Below you will see the outcomes of a recent research project, designed to answer the question: Where to Invest Now? In the chart, you will see the average return on investment percentages for the six most common types of investments: Money Markets, CD's, Gold, REITS, and Stock Market for 2017.
For comparison purposes between asset classes, I held the ROI of the rental property as a constant and then calculated, how much one would have to invest in each of the other asset classes to achieve the same return.
Income producing real estate is the only investment that can achieve "infinite returns"- a time where all costs to secure the asset have been returned to the investor leaving $0 invested while returning increasing returns for life.
The chart below is a partial chart from the REIA Report Investor that was used to conduct a financial performance analysis on a real estate rental property used for example purposes only in the current asset return research study. Please note that this example property, provides Infinite Returns on Investment in Year 4 when the investor manages the property them self, and Year 4 when using a property manager.
Unlike all other types of investments, you don't have to "cash in" the investment to continue receiving the investments benefits. For all other investment classes, you must dissolve the investment to reap the benefits of its equity growth (only one of the four pillars for building wealth in real estate). When you invest in the highest generating positive cash flow properties, returns move from good to great to infinite returns- yes infinite returns.
How Residential Rental Properties Can Build Net Worth- Four Levels at the Same Time
When investing, most investors seek out investments that are: safe, secure, provide positive returns, and are guaranteed to be there in the future. Investing in, and Owning-Your-Own residential rental properties, provides investors with an asset that can build net worth and income at four different levels- at the same time- known as a properties Four Pillars. The levels at which these four pillars come together, will be used to make investment decisions.
The Four Pillars for Building Net Worth and Income
1. Cash Flows- The amount of income generated from rents and other non-rental activities for a property
2. Tax Benefits- The total of allowable deductions on a tax return intended to reduce a taxpayer's burden (multiple tax shelter strategies you can take advantage of)

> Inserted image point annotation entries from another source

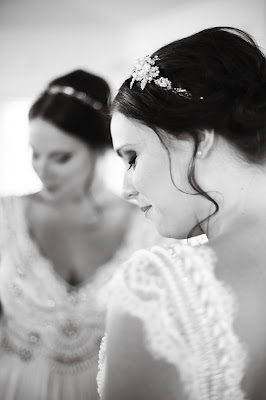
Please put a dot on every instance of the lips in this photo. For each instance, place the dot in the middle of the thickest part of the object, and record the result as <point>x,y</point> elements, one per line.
<point>144,209</point>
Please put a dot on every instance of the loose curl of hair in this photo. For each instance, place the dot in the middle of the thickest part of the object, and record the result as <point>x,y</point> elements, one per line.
<point>74,117</point>
<point>225,66</point>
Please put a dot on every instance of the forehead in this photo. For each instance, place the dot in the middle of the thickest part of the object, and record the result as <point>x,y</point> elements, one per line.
<point>46,136</point>
<point>125,131</point>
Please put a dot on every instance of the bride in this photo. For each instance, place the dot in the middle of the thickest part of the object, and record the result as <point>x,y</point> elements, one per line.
<point>189,322</point>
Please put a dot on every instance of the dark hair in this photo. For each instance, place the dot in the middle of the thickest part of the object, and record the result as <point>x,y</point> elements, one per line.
<point>223,65</point>
<point>74,116</point>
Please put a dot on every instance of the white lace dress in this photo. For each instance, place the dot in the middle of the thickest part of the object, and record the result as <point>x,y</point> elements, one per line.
<point>187,316</point>
<point>50,332</point>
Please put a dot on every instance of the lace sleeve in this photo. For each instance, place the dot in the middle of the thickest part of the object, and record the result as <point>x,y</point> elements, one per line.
<point>187,316</point>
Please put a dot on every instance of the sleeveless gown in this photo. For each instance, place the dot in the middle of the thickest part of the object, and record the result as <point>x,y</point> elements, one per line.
<point>50,331</point>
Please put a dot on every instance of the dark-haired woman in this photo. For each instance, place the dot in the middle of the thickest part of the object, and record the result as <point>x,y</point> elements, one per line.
<point>190,323</point>
<point>60,246</point>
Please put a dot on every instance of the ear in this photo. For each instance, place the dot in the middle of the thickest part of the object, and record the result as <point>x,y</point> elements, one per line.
<point>206,143</point>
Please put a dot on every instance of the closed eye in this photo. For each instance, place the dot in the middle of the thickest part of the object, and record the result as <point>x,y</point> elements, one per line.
<point>132,160</point>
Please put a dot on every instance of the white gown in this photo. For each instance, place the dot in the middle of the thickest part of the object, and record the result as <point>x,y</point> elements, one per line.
<point>50,332</point>
<point>187,316</point>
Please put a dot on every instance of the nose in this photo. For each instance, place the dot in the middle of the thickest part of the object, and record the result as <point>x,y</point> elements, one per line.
<point>129,192</point>
<point>41,167</point>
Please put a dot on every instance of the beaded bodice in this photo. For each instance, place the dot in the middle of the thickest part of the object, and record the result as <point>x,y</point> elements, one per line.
<point>42,316</point>
<point>187,316</point>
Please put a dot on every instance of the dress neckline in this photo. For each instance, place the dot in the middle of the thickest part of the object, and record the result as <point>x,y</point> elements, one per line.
<point>22,205</point>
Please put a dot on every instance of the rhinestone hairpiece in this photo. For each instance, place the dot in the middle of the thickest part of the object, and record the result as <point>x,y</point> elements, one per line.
<point>82,96</point>
<point>145,71</point>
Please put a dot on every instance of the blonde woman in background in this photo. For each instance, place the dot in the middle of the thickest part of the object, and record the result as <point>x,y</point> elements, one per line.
<point>60,246</point>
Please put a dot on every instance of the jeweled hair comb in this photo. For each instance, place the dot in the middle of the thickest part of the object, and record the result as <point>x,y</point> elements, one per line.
<point>145,71</point>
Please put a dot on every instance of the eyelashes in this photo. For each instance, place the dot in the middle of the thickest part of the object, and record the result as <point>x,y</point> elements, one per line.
<point>132,161</point>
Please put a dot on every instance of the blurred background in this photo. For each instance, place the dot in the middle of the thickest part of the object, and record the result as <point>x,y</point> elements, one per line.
<point>40,40</point>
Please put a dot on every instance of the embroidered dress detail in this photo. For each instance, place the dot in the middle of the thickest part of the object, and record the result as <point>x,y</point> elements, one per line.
<point>187,315</point>
<point>50,332</point>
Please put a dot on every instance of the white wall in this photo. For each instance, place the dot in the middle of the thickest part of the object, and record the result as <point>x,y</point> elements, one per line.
<point>33,52</point>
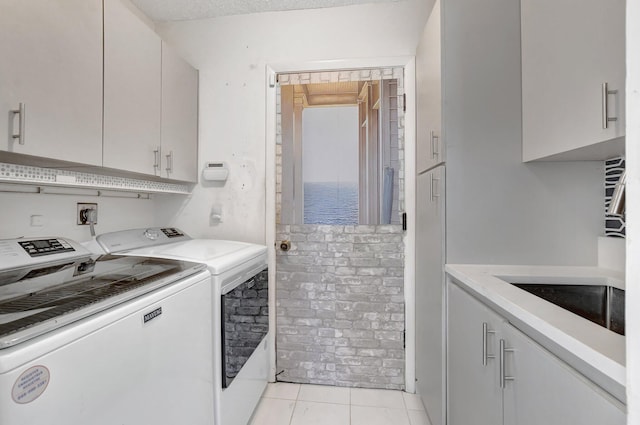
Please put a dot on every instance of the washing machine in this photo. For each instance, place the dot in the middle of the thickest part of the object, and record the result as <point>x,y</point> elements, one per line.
<point>102,340</point>
<point>240,308</point>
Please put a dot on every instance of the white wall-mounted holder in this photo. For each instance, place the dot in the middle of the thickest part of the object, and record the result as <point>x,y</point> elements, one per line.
<point>215,171</point>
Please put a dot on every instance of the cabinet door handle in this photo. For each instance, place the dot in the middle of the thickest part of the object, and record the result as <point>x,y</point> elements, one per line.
<point>606,119</point>
<point>432,191</point>
<point>503,375</point>
<point>21,122</point>
<point>434,145</point>
<point>169,163</point>
<point>485,337</point>
<point>156,159</point>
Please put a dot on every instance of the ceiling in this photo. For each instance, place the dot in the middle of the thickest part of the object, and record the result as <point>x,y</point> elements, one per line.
<point>178,10</point>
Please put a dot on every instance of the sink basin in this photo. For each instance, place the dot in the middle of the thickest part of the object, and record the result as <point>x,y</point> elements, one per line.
<point>601,304</point>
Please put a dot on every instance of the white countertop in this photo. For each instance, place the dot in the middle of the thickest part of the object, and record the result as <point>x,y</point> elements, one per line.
<point>596,352</point>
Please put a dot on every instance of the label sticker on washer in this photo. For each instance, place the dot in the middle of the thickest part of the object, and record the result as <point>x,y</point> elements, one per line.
<point>30,384</point>
<point>152,315</point>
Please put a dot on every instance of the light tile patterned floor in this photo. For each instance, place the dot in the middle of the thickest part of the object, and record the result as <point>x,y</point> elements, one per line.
<point>296,404</point>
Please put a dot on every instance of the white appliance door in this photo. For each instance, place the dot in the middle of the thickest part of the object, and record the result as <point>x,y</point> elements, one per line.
<point>147,361</point>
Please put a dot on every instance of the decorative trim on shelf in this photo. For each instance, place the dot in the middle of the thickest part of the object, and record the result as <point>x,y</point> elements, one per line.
<point>615,226</point>
<point>23,174</point>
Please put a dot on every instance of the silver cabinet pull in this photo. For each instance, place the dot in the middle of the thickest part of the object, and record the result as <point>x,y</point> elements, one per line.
<point>156,159</point>
<point>485,336</point>
<point>21,122</point>
<point>606,119</point>
<point>432,191</point>
<point>169,162</point>
<point>434,145</point>
<point>503,376</point>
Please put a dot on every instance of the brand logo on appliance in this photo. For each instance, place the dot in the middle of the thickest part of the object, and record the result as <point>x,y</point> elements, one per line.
<point>152,315</point>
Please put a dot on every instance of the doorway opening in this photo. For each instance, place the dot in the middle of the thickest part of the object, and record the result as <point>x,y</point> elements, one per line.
<point>340,307</point>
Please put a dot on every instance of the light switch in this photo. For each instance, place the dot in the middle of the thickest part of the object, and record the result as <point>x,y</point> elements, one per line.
<point>37,221</point>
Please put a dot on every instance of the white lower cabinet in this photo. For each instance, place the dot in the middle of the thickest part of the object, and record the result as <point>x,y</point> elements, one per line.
<point>498,375</point>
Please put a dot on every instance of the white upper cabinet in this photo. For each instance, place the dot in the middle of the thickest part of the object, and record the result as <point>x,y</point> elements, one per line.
<point>179,117</point>
<point>52,64</point>
<point>132,84</point>
<point>429,95</point>
<point>569,51</point>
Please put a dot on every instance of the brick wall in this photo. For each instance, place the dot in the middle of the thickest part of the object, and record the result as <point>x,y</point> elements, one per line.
<point>246,321</point>
<point>340,306</point>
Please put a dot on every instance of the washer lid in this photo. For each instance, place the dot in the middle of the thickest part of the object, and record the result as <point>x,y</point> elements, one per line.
<point>39,299</point>
<point>218,255</point>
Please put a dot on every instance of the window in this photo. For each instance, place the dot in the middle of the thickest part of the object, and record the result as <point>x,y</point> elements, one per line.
<point>340,156</point>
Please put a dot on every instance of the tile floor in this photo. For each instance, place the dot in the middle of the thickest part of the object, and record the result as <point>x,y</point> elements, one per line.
<point>296,404</point>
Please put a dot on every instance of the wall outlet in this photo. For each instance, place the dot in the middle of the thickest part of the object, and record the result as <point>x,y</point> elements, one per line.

3. Appreciation- The increase in value of a property over a period of time (can come from market appreciation, forced appreciation, or financial appreciation).
4. Principle Reduction- The amount of principal that has been paid down due to making timely monthly payments on the debt (your investment is paid for my tenants).
Cash Flows and Tax Benefits return cash back into your system on a monthly or yearly basis. Appreciation and Principal Reduction returns equity over a longer period of time and typically are realized through an equity loan or line of credit, refinancing, or at sale.